See, every time you harvest something, you take the nutrients in that item away from the soil, and they go somewhere else. When I put a banana peel in my compost bin, I think (a little gleefully) about how I've just added an exotic, different profile of nutrients to my own property--but I also think about that distant banana plantation that lost tons of nutrients per year to US grocery stores, and I wonder what they replaced those nutrients with.
The farmer across my field grows corn, which gets harvested for feed. Corn is a nitrogen-hungry crop. Every year, that corn sucks up nutrients, which get harvested and shipped away. The farmer, being a conventional farmer, mostly replaces those with a conventional fertilizer. Nitrogen is often applied to fields in the form of ammonia fertilizer, which is made via a process that binds nitrogen in the air with hydrogen from natural gas. This feels like a vast resource, but of course we know it's not inexhaustible and not without cost.
Ideally, said farmer does soil tests and applies a carefully considered amount of ammonia. It is taken up by the growing plants and relatively little is lost. Possibly (often), though, some of the ammonia is leached out via rain and ends up in waterways, where it causes plant overgrowth and algal blooms, which harm the waterways in several ways, and turn those nutrients from a resource into a contaminant.
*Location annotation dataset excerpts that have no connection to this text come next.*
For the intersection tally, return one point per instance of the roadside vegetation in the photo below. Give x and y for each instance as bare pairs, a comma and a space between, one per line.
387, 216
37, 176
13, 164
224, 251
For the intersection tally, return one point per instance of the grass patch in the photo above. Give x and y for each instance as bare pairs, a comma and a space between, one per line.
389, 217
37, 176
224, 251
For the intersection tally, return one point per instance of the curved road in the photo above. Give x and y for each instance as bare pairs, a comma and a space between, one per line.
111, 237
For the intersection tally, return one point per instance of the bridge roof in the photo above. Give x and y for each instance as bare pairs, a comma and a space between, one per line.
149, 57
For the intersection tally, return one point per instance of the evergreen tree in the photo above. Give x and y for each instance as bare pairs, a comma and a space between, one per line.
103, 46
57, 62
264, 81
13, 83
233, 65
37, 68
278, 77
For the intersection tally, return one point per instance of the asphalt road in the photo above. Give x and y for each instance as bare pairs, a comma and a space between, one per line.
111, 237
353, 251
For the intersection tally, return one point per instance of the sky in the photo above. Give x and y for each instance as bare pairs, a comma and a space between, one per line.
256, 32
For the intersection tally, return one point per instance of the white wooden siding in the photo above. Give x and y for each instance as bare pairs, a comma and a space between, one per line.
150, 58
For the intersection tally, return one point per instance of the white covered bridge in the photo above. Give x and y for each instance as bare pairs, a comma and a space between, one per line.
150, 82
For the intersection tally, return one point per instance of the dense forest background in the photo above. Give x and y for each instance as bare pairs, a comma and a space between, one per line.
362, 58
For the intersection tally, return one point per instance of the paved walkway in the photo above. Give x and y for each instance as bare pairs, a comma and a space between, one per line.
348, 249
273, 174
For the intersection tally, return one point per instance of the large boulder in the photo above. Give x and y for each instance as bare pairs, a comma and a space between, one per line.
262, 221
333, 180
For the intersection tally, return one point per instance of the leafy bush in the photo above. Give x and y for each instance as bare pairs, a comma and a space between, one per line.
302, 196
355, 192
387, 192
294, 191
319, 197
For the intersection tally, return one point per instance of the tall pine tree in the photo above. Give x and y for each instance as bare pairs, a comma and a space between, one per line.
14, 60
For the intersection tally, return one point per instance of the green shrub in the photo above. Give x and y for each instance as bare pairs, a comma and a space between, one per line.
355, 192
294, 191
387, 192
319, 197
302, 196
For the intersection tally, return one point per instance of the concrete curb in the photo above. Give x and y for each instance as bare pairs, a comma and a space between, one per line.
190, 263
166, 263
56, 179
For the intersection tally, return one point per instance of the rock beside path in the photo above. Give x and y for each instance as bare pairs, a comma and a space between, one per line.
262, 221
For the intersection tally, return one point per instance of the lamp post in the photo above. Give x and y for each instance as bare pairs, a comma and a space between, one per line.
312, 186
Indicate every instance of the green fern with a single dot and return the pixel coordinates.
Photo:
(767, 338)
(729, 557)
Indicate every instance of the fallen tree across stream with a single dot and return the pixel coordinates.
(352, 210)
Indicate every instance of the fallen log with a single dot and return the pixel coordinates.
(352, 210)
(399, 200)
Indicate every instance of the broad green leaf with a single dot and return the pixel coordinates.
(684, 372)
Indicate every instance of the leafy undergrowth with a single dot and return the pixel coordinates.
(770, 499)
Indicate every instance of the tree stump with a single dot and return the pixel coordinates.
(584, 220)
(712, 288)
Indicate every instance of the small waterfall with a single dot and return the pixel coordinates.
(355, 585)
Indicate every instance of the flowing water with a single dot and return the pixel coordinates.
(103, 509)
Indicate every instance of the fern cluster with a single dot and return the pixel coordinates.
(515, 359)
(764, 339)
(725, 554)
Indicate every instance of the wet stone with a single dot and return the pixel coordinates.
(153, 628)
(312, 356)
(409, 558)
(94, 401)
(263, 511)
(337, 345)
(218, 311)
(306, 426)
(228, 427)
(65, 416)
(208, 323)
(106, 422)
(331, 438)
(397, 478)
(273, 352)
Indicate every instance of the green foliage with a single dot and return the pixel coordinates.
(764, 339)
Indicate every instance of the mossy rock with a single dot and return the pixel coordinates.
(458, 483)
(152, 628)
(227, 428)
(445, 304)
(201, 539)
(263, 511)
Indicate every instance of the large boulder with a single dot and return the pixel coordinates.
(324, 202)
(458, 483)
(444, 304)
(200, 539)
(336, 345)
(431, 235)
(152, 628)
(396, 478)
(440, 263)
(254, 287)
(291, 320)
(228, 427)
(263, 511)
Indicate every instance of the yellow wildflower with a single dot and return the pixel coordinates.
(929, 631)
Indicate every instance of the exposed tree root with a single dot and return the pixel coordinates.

Meanwhile, the corn is also uptaking a variety of other nutrients from the soil which the commercial fertilizer is NOT replacing. Year by year, those nutrients get shipped off to distant feedlots and depleted in the soil. Eventually, those nutrients are gone from my neighbor's field and, quite possibly, languishing in a manure lagoon somewhere in, say, Indiana, where one can only hope it's properly treated and made into compost. But, you know. Not necessarily.
When I buy compost at the store, it's usually based in either cow manure or "forest products". Hopefully, depending on brand, those forest products MIGHT be collected municipal yard waste. Which is pretty good. Those suburbanites don't want their leaves, I do, win/win.
Except that because those suburbanites raked their yard waste, they now need at some point to fertilize their trees, shrubs, and turf grass. Meanwhile, they've eliminated habitat for the many insects that use leaf litter to either overwinter or reproduce. They may not be counting the costs, but the costs don't stop existing.
The ebb and flow of nutrients is something that, in the current system, goes utterly unregarded by most of the people taking part in the process. Even gardeners bring nutrients onto their soils mostly without thinking about the places those nutrients came from. I think in a sustainable world, that needs to change.
Also probably we need to do a hell of a lot more cover-cropping.